Topics covered in my 75 questions (as much as I can remember) :
  • AWS Organizations scenarios - Multi AWS accounts, SCP, SAML IAM  4+
  • Lambda + Api gateway 4+
  • AWS Systems manager - Patch, Run command, automation, maintenance:  4+
  • Amazon Aurora vs RDS vs EC2 hosted: 3+
  • Elastic Beanstalk: 3+
  • ECS & Fargate: 3+
  • Cloudformation - nested stacks, stacksets: 3+
  • CloudFront - Caching & Lambda@Edge: 3 
  • SQS: 3
  • EBS - Provisioned IOPS & GP2: 2+
  • DynamoDB: 2+
  • ELB & Autoscaling : 2+
  • Redshift (one HA / quick recovery scenario) : 2+
  • AWS CodeDeploy & CodePipeline: 2+
  • Cloudwatch / CloudWatch Logs: 2
  • Cloudtrail: 2
  • Direct Connect & Direct Connect Gateway: 2
  • VPN & Direct Connect routing BGP preferred: 2 
  • Data Migration Service:  2
  • AWS WAF & Shield & Shield Advanced (DDoS) : 2
  • Transit VPC vs Transit Gateway / VPC Peering:  2
  • Kinesis - family video, firehose, analytics 
  • NAT Instance / Nat Gateway
  • Route 53
  • AWS Config
  • Application Discovery
  • Snowball, Snowmobile
  • AWS Batch
  • Athena & Quicksight
  • AWS Rekognition
  • Trusted Advisor (Business Level Support)
  • Lex
  • OpsWorks
  • Service Catalog
  • AppStream
  • VPC Flow Logs
  • VPC Endpoints - Private DNS, S3
  • Storage Gateway - File and Tape
  • X-Ray
  • Amazon Connect

My experience writing:

Going to start by saying, I found it harder and the questions less obvious than any of the practice tests. I have a certification exam technique where I flag questions I am not 100% sure of... not necessarily to go back to, but as a counter... I know if I marked less that 20 out of the 75 questions, I would be pretty sure that I would pass.. and can just complete the exam.

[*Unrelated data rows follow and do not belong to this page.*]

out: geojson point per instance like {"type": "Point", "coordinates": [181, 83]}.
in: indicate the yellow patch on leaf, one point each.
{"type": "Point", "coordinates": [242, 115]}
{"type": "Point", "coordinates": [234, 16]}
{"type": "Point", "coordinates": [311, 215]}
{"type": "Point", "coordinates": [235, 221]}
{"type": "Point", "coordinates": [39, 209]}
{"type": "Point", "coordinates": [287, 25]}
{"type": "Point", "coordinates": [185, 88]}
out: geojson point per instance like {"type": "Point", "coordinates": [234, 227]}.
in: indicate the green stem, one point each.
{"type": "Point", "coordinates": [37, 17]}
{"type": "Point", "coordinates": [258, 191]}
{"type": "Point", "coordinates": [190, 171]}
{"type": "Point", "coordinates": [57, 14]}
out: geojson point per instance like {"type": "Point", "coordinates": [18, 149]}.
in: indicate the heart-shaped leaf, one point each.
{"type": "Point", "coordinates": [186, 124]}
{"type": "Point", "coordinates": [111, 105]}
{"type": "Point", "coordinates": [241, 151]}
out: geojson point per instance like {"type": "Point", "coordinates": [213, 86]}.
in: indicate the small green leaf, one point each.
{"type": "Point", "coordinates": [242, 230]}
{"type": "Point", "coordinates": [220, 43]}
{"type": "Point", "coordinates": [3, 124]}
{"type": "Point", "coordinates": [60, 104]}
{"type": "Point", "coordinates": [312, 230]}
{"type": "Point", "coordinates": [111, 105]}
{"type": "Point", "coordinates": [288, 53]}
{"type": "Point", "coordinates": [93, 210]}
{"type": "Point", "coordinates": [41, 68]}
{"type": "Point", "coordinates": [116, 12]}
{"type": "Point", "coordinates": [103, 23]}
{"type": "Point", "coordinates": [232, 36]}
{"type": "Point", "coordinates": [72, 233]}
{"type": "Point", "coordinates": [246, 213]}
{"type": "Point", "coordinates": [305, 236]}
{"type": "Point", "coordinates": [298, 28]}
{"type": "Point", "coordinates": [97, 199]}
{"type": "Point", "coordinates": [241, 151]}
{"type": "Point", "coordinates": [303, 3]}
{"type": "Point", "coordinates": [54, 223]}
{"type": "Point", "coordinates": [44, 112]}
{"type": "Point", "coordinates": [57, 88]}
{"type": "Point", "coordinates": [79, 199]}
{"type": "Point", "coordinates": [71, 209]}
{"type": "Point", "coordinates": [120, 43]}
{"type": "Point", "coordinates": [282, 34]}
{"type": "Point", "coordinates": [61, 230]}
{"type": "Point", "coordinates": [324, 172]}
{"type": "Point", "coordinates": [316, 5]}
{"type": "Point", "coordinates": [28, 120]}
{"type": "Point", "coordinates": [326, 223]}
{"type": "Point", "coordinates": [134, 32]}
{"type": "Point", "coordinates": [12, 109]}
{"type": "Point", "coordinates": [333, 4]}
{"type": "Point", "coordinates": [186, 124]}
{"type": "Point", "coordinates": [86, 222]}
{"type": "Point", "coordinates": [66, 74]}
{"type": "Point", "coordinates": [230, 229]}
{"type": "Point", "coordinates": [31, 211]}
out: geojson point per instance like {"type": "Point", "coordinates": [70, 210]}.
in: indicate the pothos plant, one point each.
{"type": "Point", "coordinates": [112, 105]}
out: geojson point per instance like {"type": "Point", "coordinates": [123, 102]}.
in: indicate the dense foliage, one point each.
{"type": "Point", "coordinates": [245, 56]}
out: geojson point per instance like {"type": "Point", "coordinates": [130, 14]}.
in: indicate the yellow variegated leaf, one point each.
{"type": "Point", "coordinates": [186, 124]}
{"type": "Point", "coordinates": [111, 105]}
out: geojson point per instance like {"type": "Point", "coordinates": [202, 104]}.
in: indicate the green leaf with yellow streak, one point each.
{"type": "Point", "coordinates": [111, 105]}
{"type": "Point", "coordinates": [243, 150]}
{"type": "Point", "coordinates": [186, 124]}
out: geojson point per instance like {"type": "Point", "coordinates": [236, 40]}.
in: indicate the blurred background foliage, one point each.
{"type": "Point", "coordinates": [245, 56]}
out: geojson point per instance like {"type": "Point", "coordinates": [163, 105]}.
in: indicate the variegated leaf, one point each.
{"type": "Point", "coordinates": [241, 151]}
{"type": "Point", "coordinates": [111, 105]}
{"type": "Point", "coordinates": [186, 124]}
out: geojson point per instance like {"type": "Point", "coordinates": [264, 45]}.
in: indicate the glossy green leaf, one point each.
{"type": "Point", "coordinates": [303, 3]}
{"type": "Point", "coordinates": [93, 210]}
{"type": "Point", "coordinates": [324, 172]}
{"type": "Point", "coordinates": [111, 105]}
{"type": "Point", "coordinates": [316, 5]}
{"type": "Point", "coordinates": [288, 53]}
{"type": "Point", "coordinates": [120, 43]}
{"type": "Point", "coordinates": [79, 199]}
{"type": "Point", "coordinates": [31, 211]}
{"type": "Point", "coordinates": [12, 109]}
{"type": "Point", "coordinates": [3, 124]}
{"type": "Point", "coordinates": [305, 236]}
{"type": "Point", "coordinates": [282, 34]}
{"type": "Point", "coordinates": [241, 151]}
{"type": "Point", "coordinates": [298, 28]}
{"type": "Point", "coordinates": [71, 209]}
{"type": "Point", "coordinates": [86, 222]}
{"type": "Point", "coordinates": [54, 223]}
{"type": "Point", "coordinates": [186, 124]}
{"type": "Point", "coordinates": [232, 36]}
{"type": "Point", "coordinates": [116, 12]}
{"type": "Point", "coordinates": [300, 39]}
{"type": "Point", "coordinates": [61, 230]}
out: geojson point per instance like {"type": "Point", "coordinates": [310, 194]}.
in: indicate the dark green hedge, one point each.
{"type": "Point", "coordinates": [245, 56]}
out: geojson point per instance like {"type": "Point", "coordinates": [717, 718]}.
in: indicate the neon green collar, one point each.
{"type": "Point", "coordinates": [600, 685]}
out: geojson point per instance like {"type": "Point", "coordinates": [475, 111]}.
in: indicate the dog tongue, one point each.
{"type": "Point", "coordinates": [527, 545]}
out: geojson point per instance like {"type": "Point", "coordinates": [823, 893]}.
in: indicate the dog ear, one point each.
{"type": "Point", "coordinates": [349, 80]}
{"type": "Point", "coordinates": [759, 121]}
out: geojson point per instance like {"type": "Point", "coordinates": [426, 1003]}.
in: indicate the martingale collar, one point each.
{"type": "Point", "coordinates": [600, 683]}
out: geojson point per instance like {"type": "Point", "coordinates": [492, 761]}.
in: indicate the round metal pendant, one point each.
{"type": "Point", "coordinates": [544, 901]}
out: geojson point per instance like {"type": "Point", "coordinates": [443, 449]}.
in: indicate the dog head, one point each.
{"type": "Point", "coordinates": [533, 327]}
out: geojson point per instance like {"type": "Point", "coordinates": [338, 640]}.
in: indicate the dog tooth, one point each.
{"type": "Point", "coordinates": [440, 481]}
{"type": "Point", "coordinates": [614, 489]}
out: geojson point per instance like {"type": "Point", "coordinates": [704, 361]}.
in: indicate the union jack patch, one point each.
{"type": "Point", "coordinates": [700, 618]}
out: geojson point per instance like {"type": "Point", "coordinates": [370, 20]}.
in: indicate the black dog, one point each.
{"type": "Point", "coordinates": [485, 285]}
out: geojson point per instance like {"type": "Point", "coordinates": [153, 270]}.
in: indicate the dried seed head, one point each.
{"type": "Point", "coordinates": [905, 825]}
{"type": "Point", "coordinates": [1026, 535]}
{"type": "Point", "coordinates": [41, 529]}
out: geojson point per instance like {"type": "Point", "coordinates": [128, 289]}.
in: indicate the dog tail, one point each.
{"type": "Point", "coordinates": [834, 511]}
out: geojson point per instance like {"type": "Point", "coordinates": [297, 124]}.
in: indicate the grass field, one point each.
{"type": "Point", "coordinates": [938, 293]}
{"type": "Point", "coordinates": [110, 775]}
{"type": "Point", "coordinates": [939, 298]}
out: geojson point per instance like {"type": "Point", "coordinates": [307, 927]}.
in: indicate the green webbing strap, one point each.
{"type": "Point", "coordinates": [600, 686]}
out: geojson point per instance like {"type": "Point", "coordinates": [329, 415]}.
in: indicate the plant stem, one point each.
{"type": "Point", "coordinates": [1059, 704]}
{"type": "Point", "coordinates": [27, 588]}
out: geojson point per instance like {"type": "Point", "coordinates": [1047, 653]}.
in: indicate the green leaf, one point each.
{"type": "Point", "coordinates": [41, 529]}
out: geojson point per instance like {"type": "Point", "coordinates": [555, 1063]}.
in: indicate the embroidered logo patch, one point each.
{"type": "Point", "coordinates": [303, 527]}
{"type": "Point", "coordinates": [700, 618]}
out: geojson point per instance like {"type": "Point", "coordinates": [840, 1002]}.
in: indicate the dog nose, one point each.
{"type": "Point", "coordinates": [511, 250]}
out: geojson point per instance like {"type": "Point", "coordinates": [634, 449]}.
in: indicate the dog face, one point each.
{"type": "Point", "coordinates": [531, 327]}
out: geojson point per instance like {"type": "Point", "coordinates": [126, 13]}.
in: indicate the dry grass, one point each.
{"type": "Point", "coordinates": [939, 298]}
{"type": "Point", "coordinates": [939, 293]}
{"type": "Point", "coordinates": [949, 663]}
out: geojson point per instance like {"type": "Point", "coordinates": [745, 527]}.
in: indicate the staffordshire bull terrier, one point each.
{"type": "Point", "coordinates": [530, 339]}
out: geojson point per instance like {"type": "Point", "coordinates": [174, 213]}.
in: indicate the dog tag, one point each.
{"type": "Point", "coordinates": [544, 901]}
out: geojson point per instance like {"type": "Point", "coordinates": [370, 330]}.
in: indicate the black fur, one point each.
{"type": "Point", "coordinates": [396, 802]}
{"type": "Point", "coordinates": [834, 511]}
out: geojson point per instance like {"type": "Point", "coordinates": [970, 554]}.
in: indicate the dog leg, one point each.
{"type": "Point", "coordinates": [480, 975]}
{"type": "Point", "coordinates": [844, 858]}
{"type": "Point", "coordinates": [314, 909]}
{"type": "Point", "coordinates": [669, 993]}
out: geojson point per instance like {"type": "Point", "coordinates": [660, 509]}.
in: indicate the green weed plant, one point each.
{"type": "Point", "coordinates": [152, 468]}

I started, Question 1: easy... ok nice can relax, I got this...

I then proceeded to "flag" the next 7 questions due thoughts ranging from "mmm ... unsure" to "I have no clue, wtf?".

Anyways, that trend continued throughout the exam.. couple correct, a whole bunch of "I'm not sure.". I got to the end with around 40 minutes to spare and realised that I had flagged 39 questions, I was quite disheartened at that point, so I went back and tried to review as much as I could.. I got through about 20 flagged questions when I had 9 minutes left, and I resigned myself to the fact that this was my first attempt and starting thinking what should I go back and learn for when I write again in 2 weeks.

Amazingly, I saw the words... "Congratulations, you have successfully passed ... bla bla bla."
I had to read that a couple times.. and actually still didn't believe it until I actually got my score report the following day.
I somehow managed to get: 880

So after receiving my score and re-evaluation my exam, I guess my main piece of advice would be:

The way the questions / scenarios are structured are purposely meant to be a little unclear. Be sure to pay attention to the key words / synonyms / phrases that the question is actually asking for:
cost, fewest changes, fastest processing time, least ongoing maintenance, most secure, highly available, most scalable, least downtime, fastest recovery time... etc
Then apply what you have learnt about the services, even if you're not 100% sure on the actually implementation of the scenario, make sure it satisfies the core requirement.

To anyone reading this and planning to write, Good Luck! This is a tough one.